The Kenya National Examinations Council CEO and the Education Cabinet Secretary initially dismissed the allegations of leakage as a hoax, urging students and teachers to ignore media reports of leaked exams.
They later blamed the police, then teachers and finally technology.
What was not mentioned either by the officialdom or media is the matter of values and the erosion of Kenya’s moral foundation that makes it possible for officers to leak exams by selling these to gullible learners and parents.
Jean’s shock arose because cheating is unacceptable in her home. Tim and wife Mary have made it clear to their children that they would rather fail an honest attempt instead of cheat and pass with flying colours.
It’s not just talk in Tim’s household when he was a student in engineering, he encountered a challenge. An experiment they were required to do involved a machine in the university lab that had not worked for almost a decade. The technician, wanting to be helpful, offered to give the students the results obtained when it last worked.
He was caught in a dilemma to either attempt the experiment on a dysfunctional machine or copy the results.
He chose the first option for which the lecturer rewarded him with very low marks. Fortunately, that did not stop him from attaining a First Class Honours in mechanical engineering. This stand, along with other choices he, Mary and their children have made over the course of their lives gives fraud no place in their lives.
Parents, especially those who are Leaders of Family Business who accept, or worse, celebrate results produced by their children through fraud are solely to blame for exam leaks and the moral degradation strangling Kenya.

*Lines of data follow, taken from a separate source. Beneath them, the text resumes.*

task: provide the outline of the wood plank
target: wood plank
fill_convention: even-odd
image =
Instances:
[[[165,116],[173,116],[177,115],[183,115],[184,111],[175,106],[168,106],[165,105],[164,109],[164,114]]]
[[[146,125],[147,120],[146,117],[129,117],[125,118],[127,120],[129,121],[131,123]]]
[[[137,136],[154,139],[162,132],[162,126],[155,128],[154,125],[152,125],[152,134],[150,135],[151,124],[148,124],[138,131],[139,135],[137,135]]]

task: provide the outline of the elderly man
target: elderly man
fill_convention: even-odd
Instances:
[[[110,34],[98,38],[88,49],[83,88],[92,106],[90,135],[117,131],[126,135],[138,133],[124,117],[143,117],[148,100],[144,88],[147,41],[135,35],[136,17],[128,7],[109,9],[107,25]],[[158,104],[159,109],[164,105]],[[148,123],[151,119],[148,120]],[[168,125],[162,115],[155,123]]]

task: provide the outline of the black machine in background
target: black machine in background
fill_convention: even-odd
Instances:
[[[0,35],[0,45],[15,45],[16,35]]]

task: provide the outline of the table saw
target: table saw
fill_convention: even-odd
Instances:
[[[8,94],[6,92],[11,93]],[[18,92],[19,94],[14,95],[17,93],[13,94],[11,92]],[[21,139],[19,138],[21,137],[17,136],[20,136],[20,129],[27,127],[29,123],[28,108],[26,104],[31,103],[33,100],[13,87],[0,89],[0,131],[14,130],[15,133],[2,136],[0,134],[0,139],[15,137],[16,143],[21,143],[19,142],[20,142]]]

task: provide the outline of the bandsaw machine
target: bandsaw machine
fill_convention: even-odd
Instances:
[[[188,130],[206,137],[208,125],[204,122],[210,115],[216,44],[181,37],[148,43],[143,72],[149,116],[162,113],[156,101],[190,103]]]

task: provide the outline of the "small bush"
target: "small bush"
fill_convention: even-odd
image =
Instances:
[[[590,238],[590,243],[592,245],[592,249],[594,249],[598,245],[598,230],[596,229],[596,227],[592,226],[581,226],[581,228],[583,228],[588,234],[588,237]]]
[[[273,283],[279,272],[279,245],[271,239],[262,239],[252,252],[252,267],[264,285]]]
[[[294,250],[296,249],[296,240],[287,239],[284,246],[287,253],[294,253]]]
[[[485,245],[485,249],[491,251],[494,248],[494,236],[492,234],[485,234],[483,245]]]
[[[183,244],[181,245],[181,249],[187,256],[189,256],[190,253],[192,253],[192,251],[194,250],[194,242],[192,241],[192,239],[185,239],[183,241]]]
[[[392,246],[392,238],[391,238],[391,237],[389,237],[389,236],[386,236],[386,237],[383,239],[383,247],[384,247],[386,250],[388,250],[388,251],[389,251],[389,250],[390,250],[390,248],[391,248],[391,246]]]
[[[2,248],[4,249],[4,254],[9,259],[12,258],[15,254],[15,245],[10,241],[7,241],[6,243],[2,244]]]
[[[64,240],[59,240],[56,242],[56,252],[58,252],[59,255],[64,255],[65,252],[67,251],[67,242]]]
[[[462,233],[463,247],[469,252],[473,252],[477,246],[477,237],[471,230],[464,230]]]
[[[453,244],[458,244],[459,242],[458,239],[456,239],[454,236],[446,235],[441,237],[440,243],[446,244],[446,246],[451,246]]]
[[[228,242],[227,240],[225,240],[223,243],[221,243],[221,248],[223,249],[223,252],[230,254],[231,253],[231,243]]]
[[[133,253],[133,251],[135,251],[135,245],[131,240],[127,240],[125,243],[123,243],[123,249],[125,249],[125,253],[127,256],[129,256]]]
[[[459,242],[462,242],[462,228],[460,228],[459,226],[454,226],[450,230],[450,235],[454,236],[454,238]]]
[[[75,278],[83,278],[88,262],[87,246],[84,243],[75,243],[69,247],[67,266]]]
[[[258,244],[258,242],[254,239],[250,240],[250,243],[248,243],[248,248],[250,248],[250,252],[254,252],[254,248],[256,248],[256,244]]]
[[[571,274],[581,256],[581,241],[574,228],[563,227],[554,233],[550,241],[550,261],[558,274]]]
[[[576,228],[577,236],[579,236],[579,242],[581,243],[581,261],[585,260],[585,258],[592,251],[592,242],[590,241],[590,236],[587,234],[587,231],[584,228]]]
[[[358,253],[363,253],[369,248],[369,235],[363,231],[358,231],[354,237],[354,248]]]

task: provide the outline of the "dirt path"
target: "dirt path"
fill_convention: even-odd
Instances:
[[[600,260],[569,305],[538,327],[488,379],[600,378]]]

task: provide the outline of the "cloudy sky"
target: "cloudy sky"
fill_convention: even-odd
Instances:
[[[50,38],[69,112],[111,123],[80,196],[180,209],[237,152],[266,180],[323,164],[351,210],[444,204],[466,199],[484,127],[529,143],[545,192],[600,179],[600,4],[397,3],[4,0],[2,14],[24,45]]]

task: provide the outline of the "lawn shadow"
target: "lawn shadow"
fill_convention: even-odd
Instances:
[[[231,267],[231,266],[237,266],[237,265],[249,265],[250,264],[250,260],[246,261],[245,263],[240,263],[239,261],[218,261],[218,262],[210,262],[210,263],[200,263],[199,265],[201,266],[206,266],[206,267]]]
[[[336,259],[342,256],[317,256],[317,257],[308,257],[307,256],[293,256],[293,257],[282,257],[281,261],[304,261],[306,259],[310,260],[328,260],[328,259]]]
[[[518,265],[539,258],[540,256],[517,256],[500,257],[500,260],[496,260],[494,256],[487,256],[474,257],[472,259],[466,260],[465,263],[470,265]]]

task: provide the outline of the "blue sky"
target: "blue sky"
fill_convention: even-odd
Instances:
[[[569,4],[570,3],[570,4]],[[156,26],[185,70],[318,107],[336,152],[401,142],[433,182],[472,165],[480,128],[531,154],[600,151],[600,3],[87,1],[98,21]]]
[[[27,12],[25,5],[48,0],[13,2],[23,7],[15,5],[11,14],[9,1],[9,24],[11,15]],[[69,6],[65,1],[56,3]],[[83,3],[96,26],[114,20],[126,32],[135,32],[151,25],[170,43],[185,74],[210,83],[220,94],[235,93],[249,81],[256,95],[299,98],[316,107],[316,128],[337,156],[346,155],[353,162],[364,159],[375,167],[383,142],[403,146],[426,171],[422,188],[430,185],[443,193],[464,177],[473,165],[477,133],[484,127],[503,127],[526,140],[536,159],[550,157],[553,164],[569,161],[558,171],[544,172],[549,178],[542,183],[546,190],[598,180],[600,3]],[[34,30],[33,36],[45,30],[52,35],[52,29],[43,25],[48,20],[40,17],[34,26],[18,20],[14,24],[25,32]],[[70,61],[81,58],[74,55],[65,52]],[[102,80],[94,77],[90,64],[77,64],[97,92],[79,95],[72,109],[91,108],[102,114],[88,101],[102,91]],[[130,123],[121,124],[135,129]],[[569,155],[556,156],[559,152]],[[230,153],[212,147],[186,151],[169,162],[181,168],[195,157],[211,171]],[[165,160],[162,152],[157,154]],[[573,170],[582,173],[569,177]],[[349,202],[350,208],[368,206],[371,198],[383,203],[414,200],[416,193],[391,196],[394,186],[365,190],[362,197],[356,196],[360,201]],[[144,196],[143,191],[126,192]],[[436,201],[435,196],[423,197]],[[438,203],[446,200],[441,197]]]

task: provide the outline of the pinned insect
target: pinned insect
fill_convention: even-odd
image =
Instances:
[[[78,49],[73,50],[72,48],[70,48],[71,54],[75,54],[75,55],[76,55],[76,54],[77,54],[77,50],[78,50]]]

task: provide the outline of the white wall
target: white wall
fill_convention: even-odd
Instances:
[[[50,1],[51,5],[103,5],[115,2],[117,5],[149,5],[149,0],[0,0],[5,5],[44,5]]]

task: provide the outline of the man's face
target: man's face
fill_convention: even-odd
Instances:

Leaders of Family Businesses ought to realise that children only cheat if they feel that examination results matter more to their parents than the manner in which they are obtained.
Courage to speak
No child who is assured of a guardian’s support and acceptance regardless of examination outcome will stoop to cheating.
Children who have a family-enforced moral compass will not take aantage of opportunities to cheat they will have the courage to stand up and speak out against such evil.
Children’s actions reflect the values at the family and community level. While there may be a few whose behaviour is in direct contrast to what their parents hold dear in private and in public, majority are guided by what is acceptable in their own homes.
Cheating in exams ought to be blamed on parents, not children.
It is possible to bring up children to have strong convictions regarding what is right or wrong.
This is only possible when parents live as examples of virtuous behaviour rather than just giving lip service with regard to desirable traits. This does not mean that parents have to be perfect they just have to establish and enforce a moral foundation upon which the family’s bases its behaviour.
No examination at county, national or international level should be presented to children as a life-and-death struggle whose outcome determines their place in the family.
Leaders of Family Business ought to encourage their children to prepare, perform to the best of their ability and to stand up against unethical behaviour in examinations. This is more important than applauding fraud.